One of the great achievements of the 1931 Leiden meeting was the establishment of a set of common notational practices for epigraphic and papyrological transcription. In the 21st century, the next hurdle/challenge to be met is of the same sort: to migrate these practices into the digital arena and extend them in a way that takes advantage of the functional opportunities offered by the new medium. The goal of the EpiDoc Community is to do just this (see further: Introduction for Epigraphers). The toolkit provided by the EpiDoc Community includes a TEI-conformant markup language, a set of XML tools to assist in transcription and publication (see EpiDoc Development, and full documentation of how to use both.
The EpiDoc toolkit is useful in a number of ways. It can help make basic activities such as transcription and sharing of documents much easier. For projects using standard XML tools and TEI/EpiDoc markup, sharing documents between projects becomes as simple as telling the software where to find the new file. For projects engaged in converting materials from Leiden notation to XML, manual conversion of data and re-entering of texts will become a thing of the past; the EpiDoc tools can convert directly from Leiden notation to EpiDoc markup without manual intervention.
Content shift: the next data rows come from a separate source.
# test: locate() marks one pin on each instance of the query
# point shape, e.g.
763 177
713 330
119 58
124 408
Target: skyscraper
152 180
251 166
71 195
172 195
But beyond the tremendous practical benefits to be realized from automated conversion and project-to-project data sharing, individual projects can gain other advantages from adopting EpiDoc techniques. One of the most significant is the ability to produce much more powerful user interfaces, which can be adapted easily to the needs of different user groups. One can imagine a website in which customizable user preferences dictate whether standard glosses for the various division types are presented to or hidden from the user (i.e., a helpful, student-oriented interface vs. a compact, streamlined view for scholars). Printed output in a variety of formats is also easy to produce from the EpiDoc-encoded source. Another important advantage is the ability to provide more nuanced searching, using the EpiDoc markup to identify specific search contexts and terms. Users can search for date ranges found only in 'description' divisions, for Latin abbreviations found only in 'edition' divisions, or for English words appearing only in 'translation' divisions. In assembling a large database of inscriptions, an automated process could easily be put to the task of reading all the entries from the 'bibliography' divisions of hundreds of individual texts prepared by a number of different projects, then collating the citations into a single master bibliography file for the entire database (for the major divisions of an EpiDoc document, see Document Structure).